If a wrong answer is the model's mode, no ensemble fixes it — use agreement to abstain/escalate (never confidently wrong) or pick a stronger model. Keep tool chains short (≤2 hops) or decompose to stay above the bar.
Few-shot (examples) and the generic groundingVerifier are available too.

With 1–3, both qwen3.5:2b and gemma3:4b reach 100% on all 4 tested tasks (qwen needs the larger N=9 ensemble) — a concrete demonstration that "ensure 100%" is reachable for on-device agents with the full stack.

Finding 7 — cost: 100% reliability without paying full N every time¶

Voting at fixed N is wasteful — most runs just confirm an already-obvious agreement. runSelfConsistent gained three cost controls (all opt-in, back-compatible):

minSamples < samples — stop as soon as the leader's lead exceeds the remaining budget (same answer as full N, fewer runs).
acceptFirst — accept the first run that passes a sound check.

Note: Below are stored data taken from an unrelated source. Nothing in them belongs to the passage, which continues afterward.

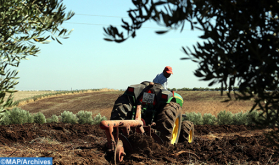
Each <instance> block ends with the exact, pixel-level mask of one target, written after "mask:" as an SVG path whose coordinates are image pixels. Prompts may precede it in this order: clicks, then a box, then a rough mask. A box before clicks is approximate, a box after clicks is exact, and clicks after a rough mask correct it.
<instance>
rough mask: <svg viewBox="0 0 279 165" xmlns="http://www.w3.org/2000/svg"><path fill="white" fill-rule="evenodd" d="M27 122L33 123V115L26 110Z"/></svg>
mask: <svg viewBox="0 0 279 165" xmlns="http://www.w3.org/2000/svg"><path fill="white" fill-rule="evenodd" d="M27 123H34V116H33V115H32V114H30V113H29V112H28V111H27Z"/></svg>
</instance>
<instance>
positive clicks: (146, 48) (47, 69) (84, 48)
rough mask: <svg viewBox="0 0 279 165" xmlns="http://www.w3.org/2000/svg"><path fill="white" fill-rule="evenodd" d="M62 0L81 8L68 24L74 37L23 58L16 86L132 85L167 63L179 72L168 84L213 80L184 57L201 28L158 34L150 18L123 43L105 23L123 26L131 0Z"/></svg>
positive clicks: (82, 86)
mask: <svg viewBox="0 0 279 165" xmlns="http://www.w3.org/2000/svg"><path fill="white" fill-rule="evenodd" d="M63 3H64V4H65V5H66V7H67V11H69V10H72V11H74V12H75V13H76V15H75V16H74V17H73V18H72V19H71V20H69V21H68V22H67V23H64V24H63V27H66V28H68V29H74V31H73V32H72V34H71V35H70V38H69V39H61V40H60V41H61V42H62V43H63V45H60V44H58V43H57V42H54V41H52V42H51V43H50V44H46V45H43V44H42V45H40V48H41V53H40V54H38V57H28V58H29V59H30V60H25V61H22V62H21V63H20V65H19V67H18V69H19V70H20V72H19V74H18V76H19V77H20V79H19V84H18V85H17V86H16V89H17V90H71V88H72V89H73V90H74V89H96V88H111V89H126V88H127V86H128V85H131V84H138V83H140V82H142V81H152V80H153V78H154V77H155V76H156V75H157V74H158V73H161V72H162V70H163V69H164V67H165V66H171V67H172V68H173V72H174V74H173V75H172V76H171V77H170V78H169V79H168V87H169V88H183V87H187V88H193V87H207V84H208V83H209V82H203V81H199V79H198V78H197V77H195V76H194V74H193V72H194V70H195V69H196V68H197V64H196V63H194V62H191V61H190V60H180V58H182V57H187V56H186V55H185V54H184V53H183V51H182V46H189V47H191V48H192V46H193V45H196V43H197V41H201V40H200V39H198V35H200V34H201V32H199V31H191V30H190V26H185V27H184V28H185V30H184V31H183V32H182V33H180V30H177V31H171V32H169V33H167V34H163V35H157V34H156V33H155V31H156V30H162V29H163V27H160V26H159V25H157V24H155V23H152V22H150V23H147V24H145V25H144V26H143V28H141V29H140V30H139V31H138V32H137V36H136V37H135V38H134V39H132V38H131V39H128V40H127V41H125V42H124V43H121V44H118V43H114V42H107V41H105V40H104V39H103V38H104V37H105V36H104V31H103V27H107V26H109V25H122V22H121V18H124V20H127V21H129V18H128V14H127V10H129V9H132V8H134V7H133V4H132V3H131V1H125V2H123V1H116V0H102V1H96V0H81V1H72V0H64V1H63ZM82 14H88V15H92V16H88V15H82ZM96 15H97V16H96ZM105 16H114V17H105ZM218 86H219V85H218ZM213 87H217V85H216V86H213Z"/></svg>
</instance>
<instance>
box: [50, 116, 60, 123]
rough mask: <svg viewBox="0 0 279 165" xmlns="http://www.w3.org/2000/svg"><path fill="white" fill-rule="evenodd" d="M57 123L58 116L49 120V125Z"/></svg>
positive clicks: (52, 116)
mask: <svg viewBox="0 0 279 165" xmlns="http://www.w3.org/2000/svg"><path fill="white" fill-rule="evenodd" d="M58 122H59V119H58V116H56V115H52V116H51V118H50V123H58Z"/></svg>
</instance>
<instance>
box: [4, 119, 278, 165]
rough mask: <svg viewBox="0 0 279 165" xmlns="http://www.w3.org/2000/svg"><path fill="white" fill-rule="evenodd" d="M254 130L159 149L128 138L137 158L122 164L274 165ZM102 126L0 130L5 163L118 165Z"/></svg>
mask: <svg viewBox="0 0 279 165" xmlns="http://www.w3.org/2000/svg"><path fill="white" fill-rule="evenodd" d="M267 131H269V130H268V129H261V130H260V129H256V128H255V127H253V126H249V127H247V126H244V125H240V126H231V125H224V126H207V125H205V126H195V139H194V142H193V143H191V144H189V143H188V142H182V143H178V144H177V145H174V146H173V145H168V144H163V145H159V144H157V143H155V142H154V141H153V139H152V138H149V137H147V136H144V135H141V134H132V135H130V136H129V137H128V139H129V140H130V142H131V144H132V145H133V152H132V153H130V156H128V157H125V159H124V161H123V162H121V163H120V164H125V165H127V164H131V165H132V164H133V165H134V164H191V163H194V164H229V163H231V164H274V163H276V162H277V161H279V159H278V158H275V157H273V153H274V151H273V149H272V148H268V147H267V145H268V144H269V143H268V141H267V139H265V137H264V134H265V132H267ZM105 144H106V137H105V131H104V130H101V129H100V128H99V125H87V124H84V125H80V124H62V123H58V124H55V123H51V124H23V125H9V126H0V148H1V149H0V156H1V157H53V164H65V165H66V164H67V165H68V164H97V165H98V164H112V157H111V156H110V155H107V153H106V147H105V146H106V145H105ZM277 163H278V162H277Z"/></svg>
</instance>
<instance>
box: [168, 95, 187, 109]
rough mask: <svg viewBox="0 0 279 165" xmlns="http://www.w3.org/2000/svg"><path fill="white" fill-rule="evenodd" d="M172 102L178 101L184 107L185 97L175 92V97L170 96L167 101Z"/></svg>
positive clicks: (178, 103) (178, 102) (181, 106)
mask: <svg viewBox="0 0 279 165" xmlns="http://www.w3.org/2000/svg"><path fill="white" fill-rule="evenodd" d="M170 102H176V103H178V104H179V105H180V106H181V107H182V105H183V98H182V97H181V96H180V95H179V94H177V93H174V97H170V98H169V99H168V101H167V102H166V103H170Z"/></svg>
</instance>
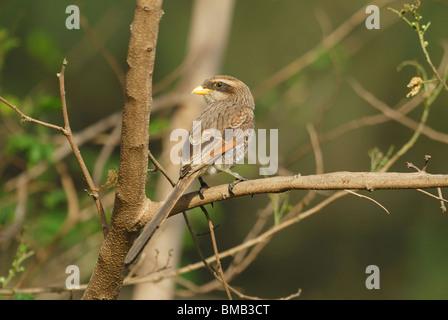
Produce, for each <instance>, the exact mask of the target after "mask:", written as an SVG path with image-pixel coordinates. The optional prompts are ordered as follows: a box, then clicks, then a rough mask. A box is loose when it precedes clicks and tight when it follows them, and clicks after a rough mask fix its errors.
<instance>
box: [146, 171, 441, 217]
mask: <svg viewBox="0 0 448 320" xmlns="http://www.w3.org/2000/svg"><path fill="white" fill-rule="evenodd" d="M438 187H440V188H444V187H448V175H445V174H429V173H426V172H412V173H399V172H345V171H344V172H333V173H325V174H317V175H309V176H301V175H295V176H282V177H272V178H263V179H256V180H250V181H243V182H240V183H238V184H237V185H235V188H234V189H233V193H234V194H233V195H231V194H229V191H228V185H227V184H223V185H219V186H215V187H210V188H207V189H205V190H203V196H204V198H203V199H202V198H201V197H200V196H199V192H191V193H188V194H185V195H183V196H182V197H181V198H180V199H179V201H178V202H177V204H176V206H175V207H174V208H173V210H172V211H171V214H170V215H171V216H172V215H175V214H178V213H180V212H183V211H186V210H190V209H193V208H196V207H199V206H204V205H207V204H211V203H214V202H218V201H222V200H226V199H230V198H236V197H241V196H247V195H254V194H262V193H281V192H285V191H288V190H368V191H374V190H387V189H428V188H438ZM153 204H154V205H153V206H151V207H150V208H148V210H147V211H146V212H145V214H144V215H143V216H142V218H141V220H140V222H139V223H140V224H141V225H145V224H146V223H147V222H148V221H149V220H151V219H152V217H153V216H154V215H155V214H156V213H157V211H158V209H159V208H160V206H161V205H162V204H163V201H161V202H157V203H153Z"/></svg>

When the process verifier certifies correctness, one verified run is enough — no vote.
concurrency — run waves in parallel for batched-inference hosts (latency).

Measured on real models (max N=9, plan + process-verify, vote correctness held at 100% throughout):

strategy	gemma3:4b diff — avg episodes
fixed N=9	9.0
adaptive (early-stop)	5.5 (−39%)
accept-first-verified	1.0 (−89%)

On an easy task the sound verifier collapses cost from 9 episodes to 1 with no loss of correctness. On hard tasks accept-first needs a few retries (the model fails the verifier more often) so the saving shrinks, but adaptive early-stop and accept-first both stay strictly cheaper than fixed N. This is the on-device advantage realized: 100% reliability at a fraction of the naive voting cost.

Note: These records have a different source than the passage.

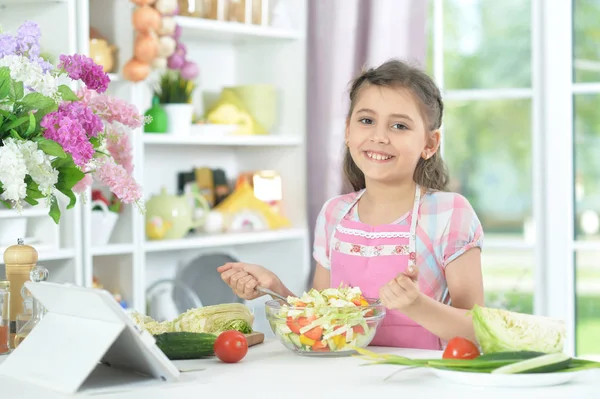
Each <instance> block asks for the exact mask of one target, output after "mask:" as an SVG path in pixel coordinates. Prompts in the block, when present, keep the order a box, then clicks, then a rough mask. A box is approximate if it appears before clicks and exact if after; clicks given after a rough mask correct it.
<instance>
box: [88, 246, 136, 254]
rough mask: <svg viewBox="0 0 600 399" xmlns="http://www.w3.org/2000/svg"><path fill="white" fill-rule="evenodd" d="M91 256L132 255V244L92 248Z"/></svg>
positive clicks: (132, 247)
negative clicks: (102, 255)
mask: <svg viewBox="0 0 600 399" xmlns="http://www.w3.org/2000/svg"><path fill="white" fill-rule="evenodd" d="M91 252H92V256H101V255H123V254H130V253H133V244H108V245H105V246H102V247H92V249H91Z"/></svg>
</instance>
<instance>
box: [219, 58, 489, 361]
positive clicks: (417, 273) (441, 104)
mask: <svg viewBox="0 0 600 399" xmlns="http://www.w3.org/2000/svg"><path fill="white" fill-rule="evenodd" d="M442 113H443V103H442V98H441V95H440V91H439V89H438V88H437V86H436V85H435V83H434V82H433V81H432V80H431V78H429V77H428V76H427V75H426V74H425V73H423V72H422V71H420V70H419V69H416V68H413V67H411V66H408V65H406V64H404V63H402V62H400V61H396V60H391V61H388V62H386V63H384V64H383V65H381V66H379V67H378V68H375V69H370V70H367V71H366V72H364V73H363V74H362V75H361V76H359V77H358V78H357V79H356V80H355V81H354V82H353V84H352V87H351V90H350V111H349V112H348V116H347V120H346V132H345V139H346V147H347V148H346V154H345V158H344V172H345V174H346V177H347V178H348V180H349V182H350V183H351V184H352V186H353V187H354V190H355V191H354V192H353V193H351V194H346V195H341V196H337V197H335V198H332V199H330V200H329V201H327V202H326V203H325V205H324V206H323V208H322V210H321V212H320V214H319V216H318V219H317V222H316V228H315V241H314V254H313V255H314V258H315V260H316V262H317V266H316V270H315V275H314V281H313V287H314V288H315V289H317V290H321V289H325V288H328V287H338V286H339V285H340V283H342V282H343V283H344V284H347V285H350V286H356V287H359V288H360V289H361V290H362V291H363V293H364V295H365V296H366V297H371V298H380V299H381V302H382V304H383V305H384V306H385V307H386V308H387V309H388V311H387V315H386V317H385V319H384V320H383V322H382V323H381V325H380V327H379V328H378V330H377V334H376V336H375V338H374V339H373V342H372V343H371V345H379V346H396V347H404V348H419V349H441V347H442V341H448V340H450V339H451V338H453V337H456V336H461V337H465V338H468V339H471V340H473V341H474V342H475V334H474V331H473V325H472V321H471V318H470V317H468V316H467V311H468V309H471V308H472V307H473V305H475V304H478V305H481V306H483V283H482V276H481V247H482V241H483V231H482V228H481V224H480V222H479V219H478V218H477V215H476V214H475V212H474V211H473V208H472V207H471V205H470V204H469V202H468V201H467V200H466V199H465V198H464V197H463V196H461V195H459V194H456V193H450V192H446V185H447V183H448V174H447V172H446V168H445V165H444V162H443V161H442V158H441V156H440V155H439V152H438V148H439V144H440V130H439V129H440V126H441V124H442ZM218 270H219V272H220V273H221V276H222V278H223V280H224V281H225V282H226V283H227V284H228V285H229V286H230V287H231V288H232V290H233V291H234V292H235V293H236V294H237V295H238V296H240V297H241V298H244V299H254V298H256V297H258V296H259V295H260V294H258V293H257V292H256V291H255V287H256V286H258V285H261V286H263V287H267V288H270V289H271V290H273V291H275V292H277V293H279V294H282V295H284V296H288V295H294V294H293V293H292V292H290V291H289V290H288V289H287V288H286V287H285V285H284V284H283V283H282V282H281V281H280V280H279V278H277V276H276V275H275V274H273V273H272V272H271V271H269V270H267V269H265V268H263V267H261V266H257V265H251V264H245V263H228V264H225V265H223V266H221V267H219V269H218Z"/></svg>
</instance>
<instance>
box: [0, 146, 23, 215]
mask: <svg viewBox="0 0 600 399" xmlns="http://www.w3.org/2000/svg"><path fill="white" fill-rule="evenodd" d="M25 175H27V166H26V165H25V159H24V158H23V154H22V153H21V151H20V149H19V146H18V145H17V143H16V142H15V140H14V139H12V138H8V139H4V146H2V147H0V182H1V183H2V188H3V189H4V192H3V193H2V198H3V199H5V200H7V201H12V202H13V203H15V204H16V205H17V207H19V206H20V204H21V200H22V199H24V198H25V196H26V194H27V185H26V184H25Z"/></svg>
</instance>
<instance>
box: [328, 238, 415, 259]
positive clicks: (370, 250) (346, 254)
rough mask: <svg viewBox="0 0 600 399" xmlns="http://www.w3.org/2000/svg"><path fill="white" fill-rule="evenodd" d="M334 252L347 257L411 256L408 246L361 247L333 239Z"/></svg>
mask: <svg viewBox="0 0 600 399" xmlns="http://www.w3.org/2000/svg"><path fill="white" fill-rule="evenodd" d="M333 240H334V241H333V250H334V251H337V252H340V253H342V254H345V255H353V256H364V257H375V256H391V255H409V254H410V248H409V246H408V245H359V244H351V243H348V242H344V241H340V240H339V239H338V238H334V239H333Z"/></svg>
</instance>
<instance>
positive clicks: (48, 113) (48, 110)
mask: <svg viewBox="0 0 600 399" xmlns="http://www.w3.org/2000/svg"><path fill="white" fill-rule="evenodd" d="M57 109H58V105H56V103H54V104H53V105H52V106H50V107H47V108H39V109H38V110H37V111H36V112H35V120H36V122H37V123H38V124H39V123H40V122H41V121H42V119H43V118H44V116H46V115H48V114H49V113H51V112H54V111H56V110H57Z"/></svg>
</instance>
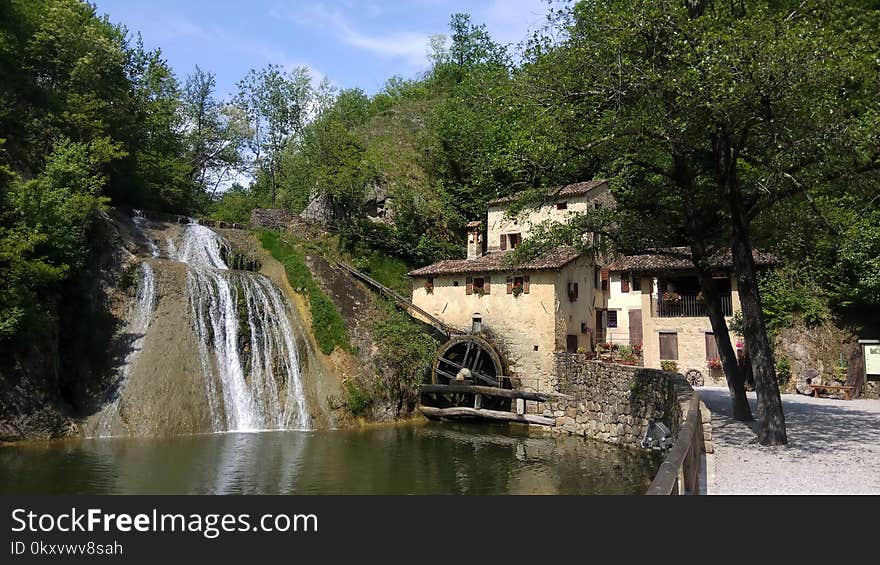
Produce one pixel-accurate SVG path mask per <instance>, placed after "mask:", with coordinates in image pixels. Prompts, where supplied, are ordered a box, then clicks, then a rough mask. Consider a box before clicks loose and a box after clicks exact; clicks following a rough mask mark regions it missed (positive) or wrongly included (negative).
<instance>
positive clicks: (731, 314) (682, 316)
mask: <svg viewBox="0 0 880 565" xmlns="http://www.w3.org/2000/svg"><path fill="white" fill-rule="evenodd" d="M651 306H652V308H651V311H652V312H653V314H654V317H656V318H702V317H704V316H708V315H709V314H708V312H707V310H706V304H705V302H703V301H702V300H698V299H697V295H696V294H679V295H678V299H676V300H664V299H663V298H652V299H651ZM721 311H722V312H723V313H724V315H725V316H733V300H732V298H731V295H729V294H722V295H721Z"/></svg>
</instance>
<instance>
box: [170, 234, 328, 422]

The composable verifiers module (requireToolUsed, answerEqualsToolResult, answerIsInteger, answerMatches, allVerifiers) lets a host assemble the sound process verifier from tested pieces.

Boundary (honest)¶

Framework levers maximize what the model can do; they don't replace capability. The one hard requirement is that the correct answer be the model's modal output — both tested models clear this on all 4 tasks (qwen needs N=9). If a wrong answer were a model's mode, no ensemble fixes it: abstain/escalate on low agreement, or use a stronger model.

Status¶

Both SDKs at full gate (TS 530 tests; Python 100% statement+branch, ruff + mypy --strict). All levers opt-in / default-off; core and the remote lane unchanged. Not version-bumped or published. Eval scripts live under /tmp (not committed).